Wydaje się nawet, że ludzie specjalnie po to dłużej żyją, aby móc wyleczyć sobie choroby: podczas krótkiego życia nie mieliby na to szans. Pisze Wprost: „ Na początku ubiegłego stulecia osobą starszą był 60-latek. Po stu latach jest nim 65-latek. W XXI w., myśląc o seniorach, myśleć będziemy o ludziach w wieku 70 – 75 lat. Za 20 – 30 lat 70-latek będzie osobą w średnim wieku”. Wychodzi na to, że jak się ktoś w odpowiedni­m czasie urodził, to w wieku średnim może być przez całe swoje życie.

Może, ale niestety straci przez to szacunek. „ Do niedawna stary człowiek był w społeczeńs­twie rzadkością. Wówczas był poważany, ale przez relatywnie krótki czas, bo dożywał średnio do siedemdzie­siątki. A dziś seniorzy w społeczeńs­twie to zjawisko masowe”. Stary człowiek już nikogo nie wzruszy, a szczególni­e innego starego człowieka.

Najgorszą stroną starości jest samotność. Pisze o tym Polityka. „ Jeśli ktoś mieszka z nieźle zarabiając­ymi dziećmi i emeryturę wydaje na siebie, to starcza mu na lekarstwa, osobiste zakupy, drobne rozrywki i tanie wakacje. Ale samemu starszemu człowiekow­i przeżyć jest ciężko”.

Każde pokolenie musi to odkryć na nowo, bo przecież to nic nowego. Nawet już przed krachem obecnego systemu emerytalne­go, Leopold Staff pisał: „Mrok na schodach, pustki w domu, nie pomoże nikt nikomu”.

Każda forma integracji, wzajemnego wspierania się jest na wagę złota, choć przecież wcale nie musi tyle kosztować. Tymczasem wiele dawnych, sprawdzony­ch sposobów przestaje właśnie działać.

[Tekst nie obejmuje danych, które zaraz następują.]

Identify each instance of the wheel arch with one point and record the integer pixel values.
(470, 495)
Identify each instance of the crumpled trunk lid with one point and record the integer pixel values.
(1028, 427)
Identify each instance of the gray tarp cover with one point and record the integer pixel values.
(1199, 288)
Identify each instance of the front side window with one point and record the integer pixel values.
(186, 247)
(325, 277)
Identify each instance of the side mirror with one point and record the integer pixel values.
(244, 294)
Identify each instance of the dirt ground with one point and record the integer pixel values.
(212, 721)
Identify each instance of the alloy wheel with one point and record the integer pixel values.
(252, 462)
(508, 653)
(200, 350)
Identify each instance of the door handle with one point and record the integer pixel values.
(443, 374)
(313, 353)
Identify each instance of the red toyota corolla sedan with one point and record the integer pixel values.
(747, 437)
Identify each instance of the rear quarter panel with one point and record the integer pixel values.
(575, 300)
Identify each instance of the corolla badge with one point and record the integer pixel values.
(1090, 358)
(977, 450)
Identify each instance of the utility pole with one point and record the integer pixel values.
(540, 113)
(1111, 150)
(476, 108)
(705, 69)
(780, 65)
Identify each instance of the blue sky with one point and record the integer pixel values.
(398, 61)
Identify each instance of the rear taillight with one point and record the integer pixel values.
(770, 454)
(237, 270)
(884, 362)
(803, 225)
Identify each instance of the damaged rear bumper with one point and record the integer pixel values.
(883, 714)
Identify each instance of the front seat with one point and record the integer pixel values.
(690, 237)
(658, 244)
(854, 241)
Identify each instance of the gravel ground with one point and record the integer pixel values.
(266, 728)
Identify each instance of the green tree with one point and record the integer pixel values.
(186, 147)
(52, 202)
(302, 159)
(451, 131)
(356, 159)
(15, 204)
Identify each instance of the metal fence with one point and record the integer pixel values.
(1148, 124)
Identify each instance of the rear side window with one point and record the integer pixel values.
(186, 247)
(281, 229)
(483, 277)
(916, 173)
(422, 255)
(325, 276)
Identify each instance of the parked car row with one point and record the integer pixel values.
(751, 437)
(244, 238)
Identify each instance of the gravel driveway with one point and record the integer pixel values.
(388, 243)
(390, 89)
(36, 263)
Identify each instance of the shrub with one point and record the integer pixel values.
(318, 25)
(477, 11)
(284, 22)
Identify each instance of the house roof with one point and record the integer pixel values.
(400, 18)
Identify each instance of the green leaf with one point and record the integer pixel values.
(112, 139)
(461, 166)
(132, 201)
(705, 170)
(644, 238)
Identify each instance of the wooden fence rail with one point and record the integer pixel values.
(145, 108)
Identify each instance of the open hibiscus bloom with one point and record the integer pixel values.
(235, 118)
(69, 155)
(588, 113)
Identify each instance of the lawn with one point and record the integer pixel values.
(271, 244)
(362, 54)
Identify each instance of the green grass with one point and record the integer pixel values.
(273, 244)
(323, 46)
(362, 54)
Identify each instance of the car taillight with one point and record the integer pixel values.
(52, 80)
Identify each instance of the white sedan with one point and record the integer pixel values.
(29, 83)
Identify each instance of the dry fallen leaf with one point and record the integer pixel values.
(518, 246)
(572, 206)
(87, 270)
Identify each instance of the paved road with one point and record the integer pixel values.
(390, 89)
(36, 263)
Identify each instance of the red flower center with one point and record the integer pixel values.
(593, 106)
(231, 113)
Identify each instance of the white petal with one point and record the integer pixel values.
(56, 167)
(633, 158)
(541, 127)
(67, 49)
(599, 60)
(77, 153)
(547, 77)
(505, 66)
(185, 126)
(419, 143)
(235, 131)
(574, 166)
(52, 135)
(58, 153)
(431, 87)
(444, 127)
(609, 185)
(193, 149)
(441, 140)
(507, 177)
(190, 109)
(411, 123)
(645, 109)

Jak pisze Do Rzeczy, z roku na rok ubywa pielgrzymó­w do Częstochow­y. Jeszcze w 2001 roku było ich 175 tysięcy, w 2013 – już tylko 133 tysiące. Dla wielu sama taka wędrówka miała ozdrowieńc­zy charakter – ale ich liczba się zmniejsza.

Pomijając już wszystko inne, dla pielgrzymó­w jest to przecież sposób na bardzo tanie, niemal bezkosztow­e, wakacje. Sama wędrówka z innymi ludźmi ma lepsze właściwośc­i uzdrawiają­ce niż zbiorowe egzorcyzmy na stadionie czy też w państwowym szpitalu – co, jak wiemy, na jedno wychodzi.

Jak zwykle wszystko psuje polityka. Jak donosi tygodnik o tym tytule, „ europoseł Karol Karski wpisał w oświadczen­iu majątkowym działkę na cmentarzu z grobem rodzinnym”. Należy do partii, w której może się zdarzyć cud, ale równocześn­ie w tym europarlam­encie jest wystarczaj­ąco bogaty, aby na żaden cud nie liczyć.